Table of Contents

Class ShapleyValueFitDetectorOptions

Namespace
AiDotNet.Models
Assembly
AiDotNet.dll

Configuration options for the Shapley Value Fit Detector, which evaluates model fit quality by analyzing feature importance using Shapley values.

public class ShapleyValueFitDetectorOptions
Inheritance
ShapleyValueFitDetectorOptions
Inherited Members

Remarks

Shapley values, derived from cooperative game theory, provide a method for fairly distributing the "contribution" of each feature to the prediction made by a machine learning model. The Shapley Value Fit Detector uses these values to assess model fit by analyzing the distribution of feature importance. It identifies which features contribute significantly to the model's predictions and uses this information to detect potential overfitting (when the model relies too heavily on too few features) or underfitting (when the model distributes importance too evenly across many features). This class provides configuration options for the thresholds used in this analysis, including the cumulative importance threshold for identifying significant features, the number of Monte Carlo samples for calculating Shapley values, and thresholds for detecting overfitting and underfitting based on the ratio of important features.
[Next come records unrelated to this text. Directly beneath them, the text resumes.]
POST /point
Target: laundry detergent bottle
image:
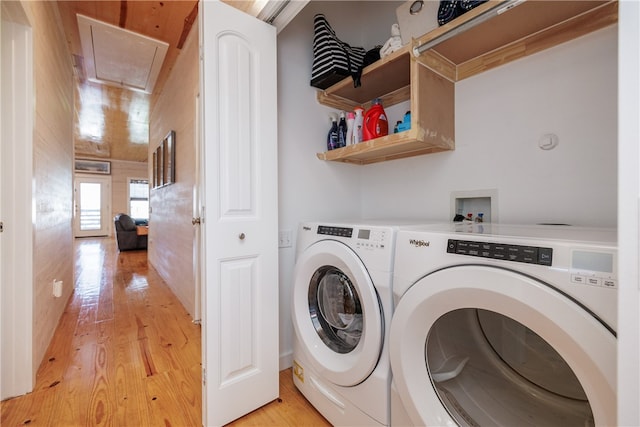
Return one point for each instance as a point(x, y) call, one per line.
point(375, 122)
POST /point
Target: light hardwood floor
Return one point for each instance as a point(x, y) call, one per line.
point(126, 353)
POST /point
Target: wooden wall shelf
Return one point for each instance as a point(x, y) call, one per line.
point(428, 80)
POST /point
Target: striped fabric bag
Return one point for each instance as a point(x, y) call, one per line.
point(333, 60)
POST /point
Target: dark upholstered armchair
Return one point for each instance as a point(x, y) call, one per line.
point(127, 234)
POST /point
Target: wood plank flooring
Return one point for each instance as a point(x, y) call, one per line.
point(126, 353)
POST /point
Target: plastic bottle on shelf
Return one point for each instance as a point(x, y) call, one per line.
point(375, 122)
point(351, 119)
point(358, 125)
point(332, 136)
point(342, 131)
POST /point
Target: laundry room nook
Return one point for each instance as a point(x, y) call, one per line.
point(369, 213)
point(534, 144)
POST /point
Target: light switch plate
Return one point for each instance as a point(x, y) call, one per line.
point(284, 238)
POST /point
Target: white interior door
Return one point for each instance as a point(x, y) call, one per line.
point(92, 207)
point(198, 187)
point(17, 373)
point(240, 228)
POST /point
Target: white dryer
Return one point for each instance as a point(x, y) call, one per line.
point(499, 325)
point(341, 311)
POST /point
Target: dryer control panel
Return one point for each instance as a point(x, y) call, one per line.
point(504, 252)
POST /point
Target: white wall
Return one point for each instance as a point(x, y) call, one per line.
point(569, 90)
point(310, 188)
point(629, 214)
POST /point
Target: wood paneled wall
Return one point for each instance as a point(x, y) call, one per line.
point(171, 234)
point(53, 171)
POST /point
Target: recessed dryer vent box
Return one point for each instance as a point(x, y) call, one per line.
point(475, 202)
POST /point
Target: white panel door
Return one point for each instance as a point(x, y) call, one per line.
point(240, 316)
point(92, 199)
point(17, 373)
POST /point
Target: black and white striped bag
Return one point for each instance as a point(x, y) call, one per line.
point(333, 60)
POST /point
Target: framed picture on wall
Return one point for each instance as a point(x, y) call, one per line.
point(164, 157)
point(154, 172)
point(169, 144)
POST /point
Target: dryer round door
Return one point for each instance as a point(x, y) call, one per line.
point(337, 315)
point(479, 345)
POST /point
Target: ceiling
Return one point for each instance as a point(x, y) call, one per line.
point(112, 121)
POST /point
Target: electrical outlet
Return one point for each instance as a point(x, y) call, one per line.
point(284, 239)
point(57, 288)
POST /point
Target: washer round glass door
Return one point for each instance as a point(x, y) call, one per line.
point(478, 345)
point(336, 313)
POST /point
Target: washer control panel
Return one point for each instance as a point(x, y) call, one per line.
point(504, 252)
point(335, 231)
point(366, 238)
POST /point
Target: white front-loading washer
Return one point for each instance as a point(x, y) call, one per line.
point(498, 325)
point(341, 309)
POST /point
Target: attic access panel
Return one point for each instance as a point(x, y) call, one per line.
point(120, 57)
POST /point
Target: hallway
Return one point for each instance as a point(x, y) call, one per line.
point(126, 353)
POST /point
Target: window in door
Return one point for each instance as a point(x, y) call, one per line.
point(92, 216)
point(139, 198)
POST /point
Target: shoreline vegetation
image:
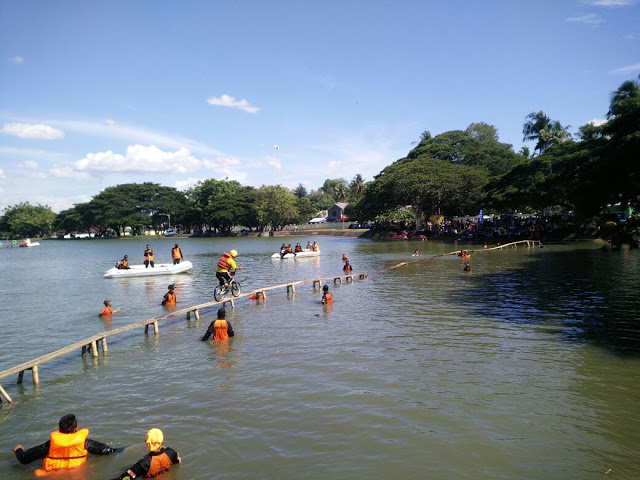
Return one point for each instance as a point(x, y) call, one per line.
point(580, 184)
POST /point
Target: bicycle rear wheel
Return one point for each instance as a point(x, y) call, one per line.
point(219, 292)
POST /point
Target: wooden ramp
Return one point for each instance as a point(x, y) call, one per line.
point(93, 343)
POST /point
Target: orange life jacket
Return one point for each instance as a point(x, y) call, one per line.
point(170, 299)
point(66, 450)
point(223, 262)
point(159, 465)
point(220, 328)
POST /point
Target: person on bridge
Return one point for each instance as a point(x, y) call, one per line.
point(148, 257)
point(158, 461)
point(176, 254)
point(107, 311)
point(66, 448)
point(169, 297)
point(227, 262)
point(220, 328)
point(327, 298)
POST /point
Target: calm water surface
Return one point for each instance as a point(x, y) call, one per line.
point(528, 367)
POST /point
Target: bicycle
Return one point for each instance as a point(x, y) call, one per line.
point(222, 291)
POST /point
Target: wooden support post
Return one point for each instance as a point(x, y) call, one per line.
point(4, 394)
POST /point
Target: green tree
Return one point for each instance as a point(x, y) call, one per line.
point(26, 220)
point(544, 131)
point(356, 187)
point(276, 206)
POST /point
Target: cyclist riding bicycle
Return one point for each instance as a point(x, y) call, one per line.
point(227, 262)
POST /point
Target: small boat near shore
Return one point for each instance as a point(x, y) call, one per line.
point(302, 254)
point(142, 271)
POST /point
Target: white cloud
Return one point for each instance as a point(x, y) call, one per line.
point(140, 158)
point(111, 129)
point(68, 172)
point(36, 175)
point(30, 130)
point(611, 3)
point(628, 69)
point(587, 19)
point(28, 164)
point(231, 102)
point(33, 153)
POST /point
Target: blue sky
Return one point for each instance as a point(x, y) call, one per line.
point(95, 94)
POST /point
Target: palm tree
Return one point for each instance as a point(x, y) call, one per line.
point(544, 131)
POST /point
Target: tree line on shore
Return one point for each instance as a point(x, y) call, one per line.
point(454, 173)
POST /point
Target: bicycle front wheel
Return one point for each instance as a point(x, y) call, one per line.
point(219, 292)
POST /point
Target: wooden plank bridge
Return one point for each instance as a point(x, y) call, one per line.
point(93, 343)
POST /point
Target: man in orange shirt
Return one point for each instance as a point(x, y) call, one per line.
point(220, 326)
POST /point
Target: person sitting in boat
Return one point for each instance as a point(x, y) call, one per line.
point(227, 262)
point(176, 254)
point(123, 264)
point(158, 461)
point(107, 311)
point(169, 297)
point(67, 448)
point(327, 298)
point(221, 327)
point(148, 257)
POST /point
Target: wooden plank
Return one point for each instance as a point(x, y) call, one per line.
point(102, 337)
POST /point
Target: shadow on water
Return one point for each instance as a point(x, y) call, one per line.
point(584, 295)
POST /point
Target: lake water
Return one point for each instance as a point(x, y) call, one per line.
point(528, 367)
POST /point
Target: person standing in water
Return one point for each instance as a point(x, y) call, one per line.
point(158, 461)
point(148, 257)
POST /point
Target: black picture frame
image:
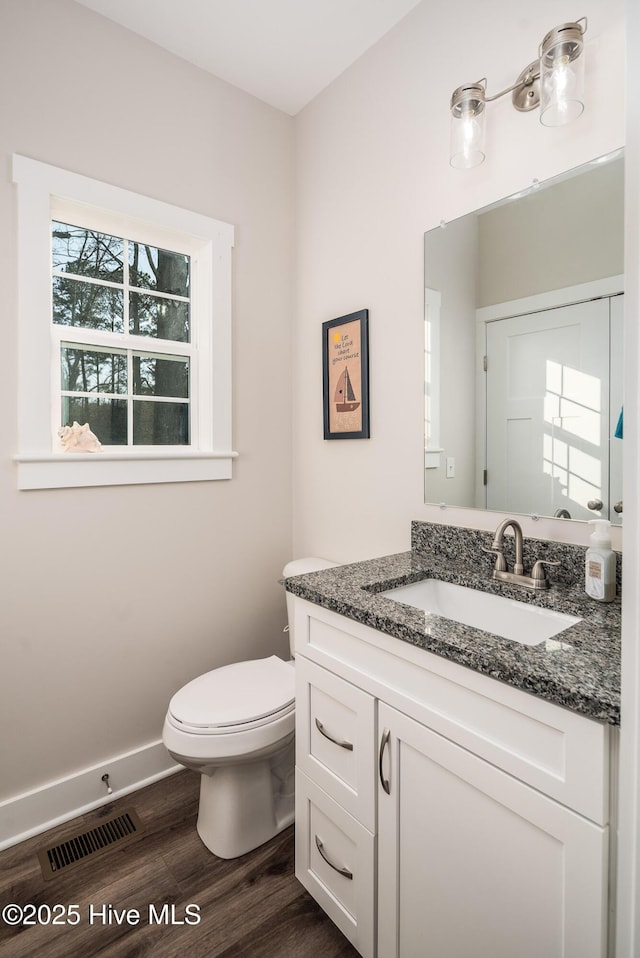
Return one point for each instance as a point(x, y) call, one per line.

For Beginners: This class helps evaluate if your model is using features appropriately.

Shapley values measure how much each feature contributes to your model's predictions:

  • They come from game theory and provide a fair way to distribute "credit" among features
  • They show which features are doing the heavy lifting in your model
  • They can reveal if your model is using features in a balanced way

The detector uses these values to identify potential problems:

  • Overfitting: When your model relies too heavily on just a few features (like memorizing the data)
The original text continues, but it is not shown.